"Da quassù la Terra è bellissima, azzurra, e non ci sono confini o frontiere" (Juri Gagarin)

lunedì 14 novembre 2005

DANZANDO CON GLI SCIAMANI/4



MISS TUVA

Non c’è visione sciamanica più illuminante, che assistere alla consacrazione di una dea in carne ed ossa, ovvero Miss Tuva. Il concorso di bellezza che ogni anno ha luogo a Kyzyl, a cavallo dei giorni di Ferragosto, è indubbiamente un’ottima chance per farsi un’idea del tipico clima dei festival siberiani. Se in Yakutia l’appuntamento cardine si chiama Ysyakh, nella piccola repubblica al confine con la Mongolia è conosciuto piuttosto come Naadim. Per quanto il primo vada in scena due mesi prima (durante il solstizio d’estate), le due celebrazioni si somigliano e si richiamano per molti aspetti: a nord i locali danzano in circolo con gioielli d’argento sulla fronte e sciamani vestiti da lupi alle spalle, si sfidano in gare di lotta libera o a cavallo, bevono latte fermentato di giumenta (kymus) ascoltando i cantastorie narrare l’epopea dell’eroe Olonkho; a sud prevale una vena più agonistica, poiché gli uomini si sfidano in prove volte ad esaltare le qualità della caccia e del combattimento tipiche dei nomadi.

“Dal Kazakistan alla Yakutia, passando per il Kirghistan e la Mongolia, siamo tutti figli dello stesso ceppo altajco-mongolico – ha spiegato Suzannah Mongulek, promoter ufficiale della cultura tuvina in quanto ultima vincitrice del concorso di bellezza locale – e, al di là delle prove d’abilità, è senz’altro la musica a mostrare meglio le nostre comuni radici. Un vero mongolo dev’essere in grado di suonare correttamente il morin khuur, una sorta di violino costruito in origine con costole e criniera di cavallo, proprio come saper cantare gli höömi, basati su profondi suoni di gola, laringe, stomaco e palato, i quali danno modo di emettere contemporaneamente due melodie separate”.
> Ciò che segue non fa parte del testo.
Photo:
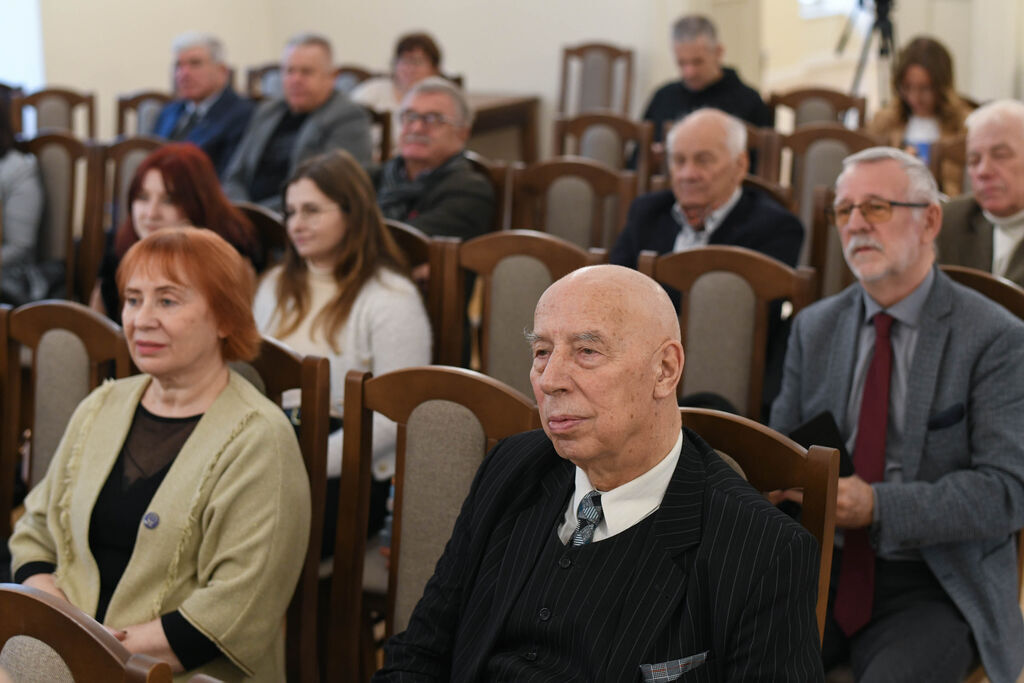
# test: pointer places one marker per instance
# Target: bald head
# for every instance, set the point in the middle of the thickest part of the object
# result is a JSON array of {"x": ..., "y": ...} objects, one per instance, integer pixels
[{"x": 606, "y": 361}]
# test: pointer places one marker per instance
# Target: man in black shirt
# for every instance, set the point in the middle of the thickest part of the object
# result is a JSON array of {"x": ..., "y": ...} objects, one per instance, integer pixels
[{"x": 705, "y": 81}]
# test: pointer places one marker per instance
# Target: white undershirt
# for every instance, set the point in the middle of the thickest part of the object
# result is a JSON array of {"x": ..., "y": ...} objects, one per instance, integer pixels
[{"x": 625, "y": 505}]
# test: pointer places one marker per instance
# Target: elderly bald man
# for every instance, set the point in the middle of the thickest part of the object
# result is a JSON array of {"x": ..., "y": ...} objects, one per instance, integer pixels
[{"x": 612, "y": 545}]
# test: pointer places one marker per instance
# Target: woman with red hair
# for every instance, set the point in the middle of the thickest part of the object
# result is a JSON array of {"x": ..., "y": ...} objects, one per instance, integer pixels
[{"x": 175, "y": 185}]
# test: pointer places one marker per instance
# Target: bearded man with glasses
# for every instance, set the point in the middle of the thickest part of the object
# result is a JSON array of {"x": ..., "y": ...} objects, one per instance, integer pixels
[
  {"x": 925, "y": 380},
  {"x": 430, "y": 184}
]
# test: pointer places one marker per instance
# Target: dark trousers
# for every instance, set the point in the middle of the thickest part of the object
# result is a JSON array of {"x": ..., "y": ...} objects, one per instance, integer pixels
[{"x": 915, "y": 633}]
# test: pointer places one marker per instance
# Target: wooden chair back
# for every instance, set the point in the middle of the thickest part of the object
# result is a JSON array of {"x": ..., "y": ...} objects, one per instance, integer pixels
[
  {"x": 595, "y": 76},
  {"x": 554, "y": 196},
  {"x": 56, "y": 110},
  {"x": 498, "y": 173},
  {"x": 270, "y": 231},
  {"x": 610, "y": 138},
  {"x": 46, "y": 638},
  {"x": 514, "y": 268},
  {"x": 771, "y": 461},
  {"x": 816, "y": 154},
  {"x": 281, "y": 370},
  {"x": 812, "y": 105},
  {"x": 448, "y": 419},
  {"x": 724, "y": 314},
  {"x": 74, "y": 349},
  {"x": 264, "y": 81},
  {"x": 137, "y": 112},
  {"x": 71, "y": 175},
  {"x": 420, "y": 249}
]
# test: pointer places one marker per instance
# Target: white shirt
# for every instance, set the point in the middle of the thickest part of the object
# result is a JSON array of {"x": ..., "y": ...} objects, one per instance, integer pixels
[
  {"x": 691, "y": 239},
  {"x": 1007, "y": 233},
  {"x": 625, "y": 505}
]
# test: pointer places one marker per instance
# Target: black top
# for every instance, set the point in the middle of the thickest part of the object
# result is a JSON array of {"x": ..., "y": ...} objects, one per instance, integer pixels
[
  {"x": 674, "y": 100},
  {"x": 276, "y": 160}
]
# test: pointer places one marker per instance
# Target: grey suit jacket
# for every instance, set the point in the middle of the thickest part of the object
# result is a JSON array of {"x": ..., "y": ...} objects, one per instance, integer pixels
[
  {"x": 967, "y": 239},
  {"x": 339, "y": 124},
  {"x": 963, "y": 495}
]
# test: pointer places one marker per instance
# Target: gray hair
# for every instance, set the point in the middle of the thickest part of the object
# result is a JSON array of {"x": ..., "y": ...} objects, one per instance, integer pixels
[
  {"x": 735, "y": 130},
  {"x": 691, "y": 27},
  {"x": 1000, "y": 111},
  {"x": 311, "y": 39},
  {"x": 196, "y": 39},
  {"x": 437, "y": 84},
  {"x": 921, "y": 182}
]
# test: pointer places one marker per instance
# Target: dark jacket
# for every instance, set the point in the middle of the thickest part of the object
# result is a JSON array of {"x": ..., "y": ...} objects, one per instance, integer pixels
[{"x": 218, "y": 132}]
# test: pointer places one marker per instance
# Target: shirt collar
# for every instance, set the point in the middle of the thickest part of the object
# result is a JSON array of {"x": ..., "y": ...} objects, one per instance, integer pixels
[
  {"x": 907, "y": 310},
  {"x": 635, "y": 500},
  {"x": 714, "y": 219}
]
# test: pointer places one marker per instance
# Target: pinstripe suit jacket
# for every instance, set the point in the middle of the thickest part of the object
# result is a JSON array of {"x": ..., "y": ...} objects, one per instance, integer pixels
[
  {"x": 963, "y": 491},
  {"x": 727, "y": 574}
]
A Tuva una miss non può aspirare al titolo se non sa muovere passi di danza tsam, impersonando ad esempio Tserendug (un vecchio sciamano canuto), se non è capace di memorizzare le più insigni poesie degli avi o improvvisare lodi in rima per la propria terra, se non ha idea di come si costruisca un beshiks, tipica culla di legno ad archi. Per un nomade tutto dev’essere guadagnato con le proprie forze. Persino la bellezza. Una bellezza morale, ancorché estetica, che tanto somiglia ad una verità perduta.